Effect of glutathione depletion on the cytotoxicity of cisplatin and iproplatin in a human melanoma cell line

• Published in: Cancer chemotherapy and pharmacology Vol. 40; no. 1; pp. 38 - 44
• Main Authors: PENDYALA, L, PEREZ, R, WEINSTEIN, A, ZDANOWICZ, J, CREAVEN, P. J
• Format: Journal Article
• Language: English
• Published: Berlin Springer 1997
• Subjects: Antineoplastic agents; Antineoplastic Agents - pharmacology; Biological and medical sciences; Buthionine Sulfoximine - pharmacology; Cell Survival - drug effects; Cisplatin - pharmacology; General aspects; Glutathione - analysis; Glutathione - physiology; Humans; Medical sciences; Melanoma - pathology; Organoplatinum Compounds - pharmacology; Pharmacology. Drug treatments; Tumor Cells, Cultured; Antineoplastic agent; Human; Iproplatin; Melanoma; Cytotoxicity; In vitro; Biological activity; Cisplatin; Established cell line; Tumor; Mechanism of action; Tumor cell; Glutathione; Platinum II Complexes
• ISSN: 0344-5704; 1432-0843
• DOI: 10.1007/s002800050622

Previous studies from our laboratory have indicated that glutathione (GSH) may affect the cytotoxicity of iproplatin to a greater extent than four other platinum agents tested including cisplatin. Therefore we studied the effect of GSH depletion by buthionine sulfoximine (BSO) on the cytotoxicity of iproplatin and cisplatin in a human melanoma cell line SK-MEL-2. Depletion of GSH was dependent on the concentration and time of incubation with BSO. BSO (100 microM) depleted GSH by 85% at 24 h and by 91% at 48 h.

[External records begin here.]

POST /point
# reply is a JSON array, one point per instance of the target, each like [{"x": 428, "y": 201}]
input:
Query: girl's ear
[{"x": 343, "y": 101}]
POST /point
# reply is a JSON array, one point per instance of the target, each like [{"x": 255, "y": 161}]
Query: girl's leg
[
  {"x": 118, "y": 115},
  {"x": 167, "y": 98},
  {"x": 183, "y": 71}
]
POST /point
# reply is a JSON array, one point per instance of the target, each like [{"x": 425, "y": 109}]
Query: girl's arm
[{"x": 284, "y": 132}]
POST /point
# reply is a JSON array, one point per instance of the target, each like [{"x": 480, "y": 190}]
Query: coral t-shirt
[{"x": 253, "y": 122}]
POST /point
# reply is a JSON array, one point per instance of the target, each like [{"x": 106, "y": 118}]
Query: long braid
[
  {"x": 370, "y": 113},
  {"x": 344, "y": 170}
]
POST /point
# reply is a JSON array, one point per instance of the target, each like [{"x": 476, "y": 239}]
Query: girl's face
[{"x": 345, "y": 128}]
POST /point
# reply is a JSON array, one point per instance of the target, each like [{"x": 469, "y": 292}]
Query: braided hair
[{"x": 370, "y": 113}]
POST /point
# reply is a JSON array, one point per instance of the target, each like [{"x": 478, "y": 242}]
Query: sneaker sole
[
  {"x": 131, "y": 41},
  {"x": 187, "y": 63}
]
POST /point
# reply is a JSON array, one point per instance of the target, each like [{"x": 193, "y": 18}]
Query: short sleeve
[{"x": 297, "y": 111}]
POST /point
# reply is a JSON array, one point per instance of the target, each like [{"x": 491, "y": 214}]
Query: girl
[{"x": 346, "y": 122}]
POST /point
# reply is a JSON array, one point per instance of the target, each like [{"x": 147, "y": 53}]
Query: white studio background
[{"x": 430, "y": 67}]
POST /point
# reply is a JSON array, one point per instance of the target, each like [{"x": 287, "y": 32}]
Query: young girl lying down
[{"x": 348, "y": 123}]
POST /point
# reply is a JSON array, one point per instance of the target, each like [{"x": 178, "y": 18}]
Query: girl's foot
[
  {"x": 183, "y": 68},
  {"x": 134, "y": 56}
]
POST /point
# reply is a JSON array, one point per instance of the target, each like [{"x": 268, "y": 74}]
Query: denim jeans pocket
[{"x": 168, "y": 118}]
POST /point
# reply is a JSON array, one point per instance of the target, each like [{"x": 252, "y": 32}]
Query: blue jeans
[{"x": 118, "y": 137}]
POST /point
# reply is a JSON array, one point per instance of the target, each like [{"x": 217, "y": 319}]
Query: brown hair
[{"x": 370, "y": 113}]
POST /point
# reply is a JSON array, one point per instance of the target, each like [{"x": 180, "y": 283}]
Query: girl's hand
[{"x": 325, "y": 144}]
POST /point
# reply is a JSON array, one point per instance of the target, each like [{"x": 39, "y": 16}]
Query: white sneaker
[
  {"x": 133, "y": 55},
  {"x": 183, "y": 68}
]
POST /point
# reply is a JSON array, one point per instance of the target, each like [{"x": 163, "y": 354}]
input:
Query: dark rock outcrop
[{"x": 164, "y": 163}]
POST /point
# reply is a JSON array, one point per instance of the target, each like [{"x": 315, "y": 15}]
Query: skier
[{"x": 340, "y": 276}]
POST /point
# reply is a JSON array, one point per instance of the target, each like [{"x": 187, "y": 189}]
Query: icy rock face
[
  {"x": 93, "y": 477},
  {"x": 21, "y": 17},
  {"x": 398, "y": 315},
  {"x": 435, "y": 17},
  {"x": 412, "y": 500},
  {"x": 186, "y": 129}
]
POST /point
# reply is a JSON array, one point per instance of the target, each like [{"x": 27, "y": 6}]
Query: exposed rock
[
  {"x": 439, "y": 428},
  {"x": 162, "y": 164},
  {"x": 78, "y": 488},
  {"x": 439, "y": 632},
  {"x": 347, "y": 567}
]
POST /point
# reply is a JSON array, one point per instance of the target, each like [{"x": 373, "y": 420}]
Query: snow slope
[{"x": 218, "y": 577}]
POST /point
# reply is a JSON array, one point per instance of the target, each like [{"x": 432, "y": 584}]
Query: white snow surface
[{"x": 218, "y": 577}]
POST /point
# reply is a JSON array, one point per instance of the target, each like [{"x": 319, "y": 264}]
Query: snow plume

BSO (10 to 100 microM) by itself was not cytotoxic to SK-MEL-2 cells. At 85% depletion of GSH, cytotoxicity of iproplatin was increased by a factor of > 7 and that of cisplatin by < 2. These results confirm the previous finding that GSH interferes with the cytotoxicity of iproplatin to a significantly greater extent than that of cisplatin. Equitoxic IC65 and IC90 values of cisplatin (2 microM and 5 microM) or iproplatin (25 microM and 50 microM) had no effect on the intracellular GSH levels in SK-MEL-2 cells. Also, depletion of GSH by BSO had no effect on the accumulation of platinum from either cisplatin or iproplatin in this cell line. Our results suggest that the effect of GSH on the cytotoxicity of cisplatin and iproplatin in this cell line was not a consequence either of differences in GSH-Pt conjugate formation, or of differences in platinum accumulation induced by GSH depletion. GSH may have modulated the cytotoxicity of these platinum complexes by other means such as effects on DNA repair, apoptosis, free radical scavenging or through other yet unidentified mechanisms.